Die Bahn differenziert dabei nach Metriken, und genau diese Messlogik erklärt, warum die Wahrnehmung der Reisenden mit den veröffentlichten Zahlen übereinstimmt. Als pünktlich gilt ein Reisender bis zu einer Verspätung von 14 Minuten und 59 Sekunden; in der Reisendenpünktlichkeit lag die Quote im Juli bei lediglich 55 Prozent. Zugausfälle werden in dieser Kennzahl nicht berücksichtigt, wodurch sich das Bild weiter schärft: Es geht nicht primär um ausgefallene Fahrten, sondern um real erlebte Verzögerungen innerhalb des laufenden Betriebs.
Auch historisch ordnet die Bahn die Entwicklung ein. Für die Reisendenpünktlichkeit nennt sie den drittniedrigsten Wert seit 2024 – und stützt damit die Aussage, dass die aktuellen Sommermonate in eine größere Linie schlechterer Systemstabilität fallen. Im ersten Halbjahr lag die Quote der pünktlichen Zugfahrten bei 58,7 Prozent; betrachtet man die Spannbreite zwischen 52,6 Prozent (Fernzüge ohne größere Verzögerungen) und 55 Prozent (Reisendenpünktlichkeit), wird klar, wie stark Grenzbereiche das Gesamtbild prägen.

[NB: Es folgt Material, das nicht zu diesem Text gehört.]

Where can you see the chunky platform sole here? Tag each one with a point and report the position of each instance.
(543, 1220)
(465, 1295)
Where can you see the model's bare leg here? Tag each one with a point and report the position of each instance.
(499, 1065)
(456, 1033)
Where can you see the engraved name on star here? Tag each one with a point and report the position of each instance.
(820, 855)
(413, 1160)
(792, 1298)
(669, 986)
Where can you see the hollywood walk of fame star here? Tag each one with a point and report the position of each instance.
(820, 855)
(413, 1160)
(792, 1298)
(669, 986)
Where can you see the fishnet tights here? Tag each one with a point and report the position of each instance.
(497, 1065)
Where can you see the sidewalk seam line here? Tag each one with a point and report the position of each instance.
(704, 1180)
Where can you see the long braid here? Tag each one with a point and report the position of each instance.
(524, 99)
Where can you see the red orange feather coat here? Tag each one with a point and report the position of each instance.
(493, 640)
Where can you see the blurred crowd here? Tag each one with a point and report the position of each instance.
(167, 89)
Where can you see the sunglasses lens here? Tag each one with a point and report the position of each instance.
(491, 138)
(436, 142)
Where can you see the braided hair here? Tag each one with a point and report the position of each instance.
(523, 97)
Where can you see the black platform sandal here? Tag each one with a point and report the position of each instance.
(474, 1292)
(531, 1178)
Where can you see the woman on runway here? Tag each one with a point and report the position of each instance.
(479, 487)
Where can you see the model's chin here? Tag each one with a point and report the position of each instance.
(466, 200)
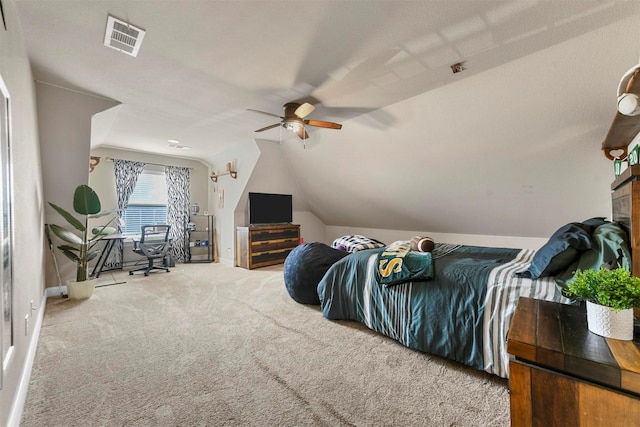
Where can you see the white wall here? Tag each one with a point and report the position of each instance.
(245, 156)
(28, 210)
(102, 180)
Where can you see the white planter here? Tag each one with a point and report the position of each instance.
(610, 323)
(81, 290)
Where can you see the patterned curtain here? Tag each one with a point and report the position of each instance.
(178, 184)
(127, 174)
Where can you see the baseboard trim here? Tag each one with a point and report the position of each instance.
(23, 387)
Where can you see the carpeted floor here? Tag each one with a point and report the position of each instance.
(209, 345)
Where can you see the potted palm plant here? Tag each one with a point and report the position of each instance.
(78, 246)
(611, 295)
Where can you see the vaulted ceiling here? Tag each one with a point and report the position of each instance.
(539, 76)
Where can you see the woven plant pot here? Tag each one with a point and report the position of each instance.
(610, 323)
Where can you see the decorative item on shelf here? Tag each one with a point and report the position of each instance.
(93, 162)
(80, 248)
(610, 296)
(230, 171)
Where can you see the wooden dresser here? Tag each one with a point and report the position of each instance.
(260, 246)
(560, 374)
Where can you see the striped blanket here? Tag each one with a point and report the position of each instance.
(462, 314)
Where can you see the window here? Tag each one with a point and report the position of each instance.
(148, 203)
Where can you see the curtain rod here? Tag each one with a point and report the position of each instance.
(146, 163)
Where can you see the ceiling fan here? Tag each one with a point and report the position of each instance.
(294, 119)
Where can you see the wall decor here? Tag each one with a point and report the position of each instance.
(6, 230)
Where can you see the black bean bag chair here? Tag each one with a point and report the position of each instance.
(305, 266)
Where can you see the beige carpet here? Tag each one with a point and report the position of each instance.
(209, 345)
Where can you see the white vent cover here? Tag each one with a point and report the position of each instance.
(123, 36)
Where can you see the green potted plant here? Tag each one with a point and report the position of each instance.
(79, 247)
(611, 295)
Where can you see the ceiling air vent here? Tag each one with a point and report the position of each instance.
(123, 36)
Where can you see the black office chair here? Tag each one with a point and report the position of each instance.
(154, 243)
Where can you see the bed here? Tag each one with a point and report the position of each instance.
(462, 308)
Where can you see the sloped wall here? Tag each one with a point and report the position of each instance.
(513, 151)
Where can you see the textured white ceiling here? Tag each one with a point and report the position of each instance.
(203, 63)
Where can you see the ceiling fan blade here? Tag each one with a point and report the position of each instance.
(264, 112)
(302, 134)
(268, 127)
(304, 110)
(321, 124)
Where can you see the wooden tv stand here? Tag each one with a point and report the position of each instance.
(263, 245)
(561, 374)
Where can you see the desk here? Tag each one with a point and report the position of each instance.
(110, 240)
(560, 374)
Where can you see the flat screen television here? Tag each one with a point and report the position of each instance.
(266, 208)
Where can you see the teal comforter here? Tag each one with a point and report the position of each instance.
(444, 316)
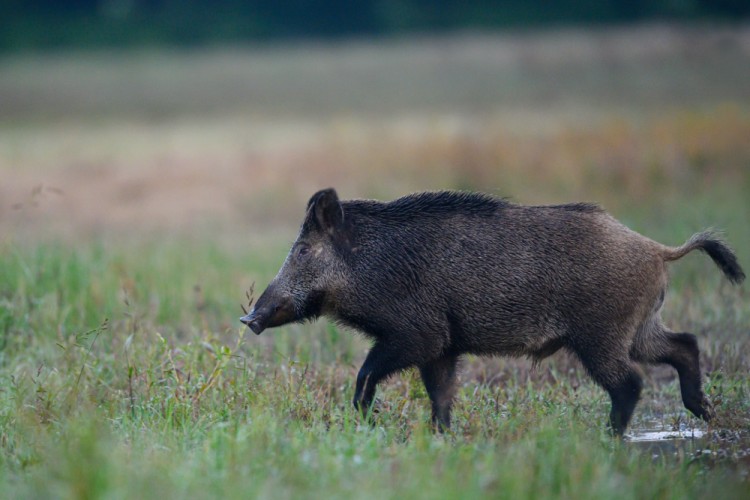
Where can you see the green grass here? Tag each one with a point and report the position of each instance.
(125, 374)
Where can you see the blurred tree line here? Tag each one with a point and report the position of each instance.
(47, 24)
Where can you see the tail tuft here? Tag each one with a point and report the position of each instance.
(712, 244)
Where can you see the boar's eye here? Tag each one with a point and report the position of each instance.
(303, 251)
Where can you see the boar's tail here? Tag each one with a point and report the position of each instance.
(711, 243)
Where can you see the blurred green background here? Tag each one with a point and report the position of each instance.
(49, 24)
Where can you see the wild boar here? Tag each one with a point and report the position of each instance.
(432, 276)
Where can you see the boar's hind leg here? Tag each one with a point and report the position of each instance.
(680, 350)
(439, 377)
(621, 380)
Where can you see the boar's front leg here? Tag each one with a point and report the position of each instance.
(382, 361)
(439, 377)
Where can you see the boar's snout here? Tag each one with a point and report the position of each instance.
(254, 320)
(269, 312)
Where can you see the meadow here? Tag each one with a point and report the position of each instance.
(143, 194)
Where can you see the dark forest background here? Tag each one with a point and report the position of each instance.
(54, 24)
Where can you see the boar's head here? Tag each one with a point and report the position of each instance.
(312, 269)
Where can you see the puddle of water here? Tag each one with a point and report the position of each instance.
(655, 436)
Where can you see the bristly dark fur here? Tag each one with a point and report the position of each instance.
(431, 277)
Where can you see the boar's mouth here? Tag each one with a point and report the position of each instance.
(269, 316)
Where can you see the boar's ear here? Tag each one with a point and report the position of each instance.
(326, 211)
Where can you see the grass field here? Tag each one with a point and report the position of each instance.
(143, 193)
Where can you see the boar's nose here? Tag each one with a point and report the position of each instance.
(255, 321)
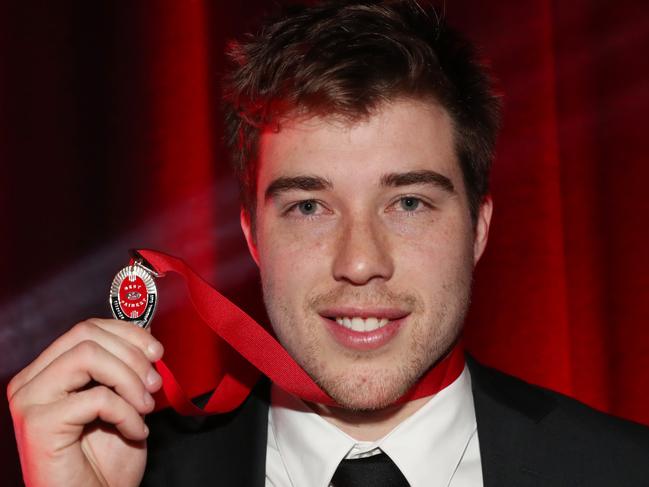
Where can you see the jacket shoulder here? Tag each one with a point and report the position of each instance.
(552, 436)
(226, 448)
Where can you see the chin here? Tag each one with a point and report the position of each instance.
(367, 392)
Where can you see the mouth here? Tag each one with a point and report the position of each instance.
(363, 329)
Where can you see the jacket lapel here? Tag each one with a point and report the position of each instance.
(510, 415)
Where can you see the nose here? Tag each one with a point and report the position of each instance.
(362, 252)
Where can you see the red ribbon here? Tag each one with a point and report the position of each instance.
(262, 353)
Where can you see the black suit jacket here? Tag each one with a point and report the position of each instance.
(528, 436)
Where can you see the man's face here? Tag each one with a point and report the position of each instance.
(366, 247)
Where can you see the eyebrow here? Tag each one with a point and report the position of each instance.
(304, 183)
(418, 177)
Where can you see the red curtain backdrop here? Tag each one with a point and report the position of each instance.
(110, 138)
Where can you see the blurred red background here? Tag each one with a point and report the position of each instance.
(110, 138)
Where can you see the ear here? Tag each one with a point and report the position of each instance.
(246, 226)
(482, 228)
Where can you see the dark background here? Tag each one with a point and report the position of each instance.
(110, 138)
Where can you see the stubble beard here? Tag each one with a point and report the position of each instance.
(360, 384)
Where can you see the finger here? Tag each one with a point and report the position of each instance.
(65, 419)
(120, 338)
(75, 368)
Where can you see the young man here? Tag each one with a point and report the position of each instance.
(363, 137)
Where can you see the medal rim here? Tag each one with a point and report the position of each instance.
(145, 318)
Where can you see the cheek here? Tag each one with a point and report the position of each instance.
(290, 258)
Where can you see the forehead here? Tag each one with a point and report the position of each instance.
(403, 135)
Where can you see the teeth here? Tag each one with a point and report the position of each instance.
(362, 324)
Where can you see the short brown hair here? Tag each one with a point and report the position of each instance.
(346, 59)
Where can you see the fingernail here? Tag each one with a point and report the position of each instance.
(155, 350)
(152, 378)
(148, 400)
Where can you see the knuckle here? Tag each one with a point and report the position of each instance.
(84, 329)
(102, 396)
(88, 349)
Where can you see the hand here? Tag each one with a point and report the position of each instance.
(78, 408)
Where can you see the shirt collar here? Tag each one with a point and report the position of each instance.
(427, 447)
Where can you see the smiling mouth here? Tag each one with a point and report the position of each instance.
(359, 324)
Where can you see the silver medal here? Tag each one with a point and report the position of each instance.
(133, 294)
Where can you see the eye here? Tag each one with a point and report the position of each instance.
(307, 207)
(409, 203)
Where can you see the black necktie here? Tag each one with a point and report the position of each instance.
(375, 471)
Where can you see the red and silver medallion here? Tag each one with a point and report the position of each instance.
(133, 295)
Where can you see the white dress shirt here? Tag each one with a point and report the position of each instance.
(436, 446)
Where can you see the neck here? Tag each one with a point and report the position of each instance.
(369, 425)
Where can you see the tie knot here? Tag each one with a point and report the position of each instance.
(375, 471)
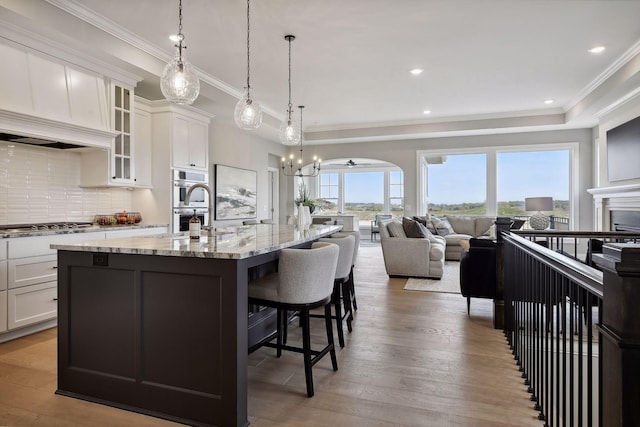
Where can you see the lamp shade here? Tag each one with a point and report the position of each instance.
(538, 204)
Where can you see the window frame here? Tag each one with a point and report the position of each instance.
(492, 172)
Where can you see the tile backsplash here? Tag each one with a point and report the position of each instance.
(43, 185)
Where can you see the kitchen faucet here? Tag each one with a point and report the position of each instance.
(209, 226)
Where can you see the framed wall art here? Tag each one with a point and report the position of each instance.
(236, 193)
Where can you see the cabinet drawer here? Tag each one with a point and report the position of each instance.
(32, 270)
(32, 304)
(3, 311)
(41, 245)
(3, 275)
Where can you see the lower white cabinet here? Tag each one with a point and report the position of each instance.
(3, 311)
(32, 304)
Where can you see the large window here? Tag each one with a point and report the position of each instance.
(328, 192)
(457, 184)
(364, 193)
(497, 180)
(533, 174)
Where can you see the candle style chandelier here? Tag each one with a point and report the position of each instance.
(289, 168)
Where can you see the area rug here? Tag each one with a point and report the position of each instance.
(450, 282)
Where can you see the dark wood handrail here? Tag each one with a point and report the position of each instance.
(588, 277)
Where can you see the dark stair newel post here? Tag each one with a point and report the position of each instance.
(620, 326)
(502, 224)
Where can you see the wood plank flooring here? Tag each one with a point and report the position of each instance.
(413, 359)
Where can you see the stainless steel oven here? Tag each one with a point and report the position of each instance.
(182, 180)
(181, 217)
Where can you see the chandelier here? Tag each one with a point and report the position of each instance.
(179, 82)
(288, 167)
(289, 134)
(248, 113)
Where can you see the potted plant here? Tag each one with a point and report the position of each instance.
(303, 198)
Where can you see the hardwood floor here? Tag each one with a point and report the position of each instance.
(413, 359)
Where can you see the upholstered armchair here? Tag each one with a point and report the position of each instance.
(410, 257)
(478, 270)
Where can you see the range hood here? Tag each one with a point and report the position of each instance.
(20, 139)
(52, 104)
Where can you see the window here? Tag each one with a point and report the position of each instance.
(396, 192)
(364, 193)
(496, 181)
(533, 174)
(328, 193)
(457, 184)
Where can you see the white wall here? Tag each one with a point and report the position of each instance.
(43, 185)
(403, 154)
(231, 146)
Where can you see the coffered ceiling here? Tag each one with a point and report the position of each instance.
(489, 65)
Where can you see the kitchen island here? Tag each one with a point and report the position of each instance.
(158, 324)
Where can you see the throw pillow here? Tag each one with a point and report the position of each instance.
(412, 228)
(442, 226)
(426, 221)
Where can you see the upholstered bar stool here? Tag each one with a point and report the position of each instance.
(304, 281)
(341, 295)
(352, 286)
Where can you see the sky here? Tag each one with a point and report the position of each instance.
(462, 178)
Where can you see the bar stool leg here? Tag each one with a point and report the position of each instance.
(338, 307)
(329, 327)
(306, 351)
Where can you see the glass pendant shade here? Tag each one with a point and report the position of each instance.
(289, 131)
(179, 82)
(248, 112)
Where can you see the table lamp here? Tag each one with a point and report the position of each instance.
(538, 221)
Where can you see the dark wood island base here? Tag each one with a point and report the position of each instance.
(159, 334)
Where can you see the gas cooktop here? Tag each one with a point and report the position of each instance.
(43, 226)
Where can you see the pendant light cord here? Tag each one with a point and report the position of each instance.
(248, 57)
(289, 111)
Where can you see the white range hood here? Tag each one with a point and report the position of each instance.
(45, 99)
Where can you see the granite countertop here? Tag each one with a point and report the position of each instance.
(227, 243)
(91, 229)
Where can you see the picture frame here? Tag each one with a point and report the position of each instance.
(236, 193)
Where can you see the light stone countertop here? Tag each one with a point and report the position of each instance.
(228, 243)
(91, 229)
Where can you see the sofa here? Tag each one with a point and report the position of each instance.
(410, 256)
(456, 229)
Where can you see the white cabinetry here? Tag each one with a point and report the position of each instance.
(184, 131)
(29, 278)
(128, 162)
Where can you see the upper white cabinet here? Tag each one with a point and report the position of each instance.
(184, 132)
(128, 162)
(190, 142)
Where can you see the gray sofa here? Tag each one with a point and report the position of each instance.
(410, 257)
(457, 229)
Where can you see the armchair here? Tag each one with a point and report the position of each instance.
(478, 270)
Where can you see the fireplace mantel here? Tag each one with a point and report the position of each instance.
(607, 199)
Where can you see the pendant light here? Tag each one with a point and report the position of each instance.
(289, 134)
(289, 168)
(179, 82)
(248, 113)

Für die Marktwirkung im Schienenpersonenverkehr ist das mehr als ein Qualitätsproblem: Wenn Taktverkehre wiederholt unzuverlässig werden, steigt der Aufwand bei Umsteigeketten, im Kundenservice und in der betrieblichen Disposition. Unternehmen im Umfeld der Bahn – von Dienstleistern für Ticketing und Fahrgastinformation bis zu IT-Teams, die Echtzeit-Auskunftssysteme betreuen – spüren solche Schwankungen meist zuerst an der Qualität der Daten und an der Notwendigkeit, Meldungen schneller und konsistenter zu aktualisieren. Gleichzeitig trifft das Timing eine Phase, in der die Branche ohnehin mit Bauprogrammen und Modernisierung zu tun hat: Steigende Anlagenstörungen plus Hitzebelastung verschieben Prioritäten in Richtung „Störungsabwehr“ statt „Planbarkeit“.
Aus Sicht der technischen Roadmap liegt die Herausforderung damit an mehreren Stellen. Kurzfristig entscheiden robuste Betriebsprozesse darüber, wie gut sich Verzögerungen abfedern lassen, etwa durch flexiblere Wartungsfenster oder realistisch geplante Instandhaltung bei Extremwetter. Mittelfristig geht es um die Frage, wie stark sich Infrastrukturverschleiß und Störungszahlen durch Hitzeereignisse beschleunigen lassen und wie man die Lücke zwischen Bau, Wartung und Linienbetrieb enger schließen kann. Dass die Bahn in der aktuellen Lage bereits von verschobenen Arbeiten berichtet, zeigt: Der Klimafaktor wirkt nicht nur als „Störfall“, sondern als Planungsparameter – und damit als Teil der operativen IT- und Engineering-Strategie im Alltag.